2. Service Discovery

In the microservices world for an application, there can be N-associated microservices coordinating with each other to facilitate the holistic application business use case. The services concerned might be residing in their own virtualized or containerized environment characterising by the number of available instances and their location details changing dynamically (based on auto-scaling/load balancing policies defined by which we are constantly destroying and distributing new instances of services).
A strategy by which the client services can identify and interact with each distributed service appropriately without going rogue/redundant in its request flow, via a registry that maintains the archives of services available (by assigned network paths for identification and redirection).
The Service Registry fosters service discovery by permitting the services to be enlisted during its startup.

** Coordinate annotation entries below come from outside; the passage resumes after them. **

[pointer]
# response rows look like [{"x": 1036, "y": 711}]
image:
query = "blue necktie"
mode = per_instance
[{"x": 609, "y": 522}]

The registered services periodically transmit heartbeats on their availability to the registry and the registry provides information about the service, its available zone and port identity that is required to be invoked via HTTP REST, gRPC, GraphQL API call by another service that is requesting for.
  1. Client-Side Service Discovery - the Service Consumer is responsible for determining the network locations of available service instances and load balancing requests between them. The client queries the Service Register. Then the client uses a load-balancing algorithm to choose one of the available service instances and performs a request.
  2. Server-Side Service Discovery - uses an intermediary that acts as a Load Balancer. The client makes a request to a service via a load balancer that acts as an orchestrator. The load balancer queries the Service Registry and routes each request to an available service instance.
Service Discovery Illustration
  1. Multiple instances of the same service are registered in the registry.
  2. Any service trying to communicate with another service looks up the service registry with the service name and discovers the intended location route for contact.
  3. With the retrieved details, the service is now able to interact with the other service.

3. Circuit Breaker

When one service collaborates with another service there is always a case where the invoked service might not be able to facilitate the response for the given request that might arise due to timeouts, processing errors, database downtime, resource unavailability, etc., In such a situation, the parent service eventually errors out as well since the problem manifestation got propagated from the child on to the parent service creating a cascade of failures.
To deter the series of failures, the parent service should invoke the child service wrapped by a proxy, that determines the number of failures and trips the request flow once the predefined threshold is breached, and any requests that are made during the timeout period are made to fail immediately. After the timeout expires the circuit breaker allows a limited number of test requests to pass through. If those requests succeed the circuit breaker resumes normal operation. Otherwise, if there is a failure the timeout period begins again.
circuiting logic illustration

Circuit Breaker Application illustration

4. Blue-Green Deployment

Resilient fault-tolerant service availability with potentially zero downtime during deployments can be realistic by following a blue-green deployment strategy, where blue corresponds to the older version of the service and green corresponds to the latest version.
The idea is to place both the legacy and the newer versions of the service instance adjacent and direct request traffic by switching between the blue (legacy) and green (newer) versions. 
When the green environment reaches its stability the bluer instances can be retired as all the requests are handled by the green instances. However, if there is a spike in the failures the requests can be automatically re-routed to the blue instances mitigating the complete collapse.
Instantaneous feedback-based traffic routing amongst the legacy and newer services enables seamless deployment and incremental service adaptions.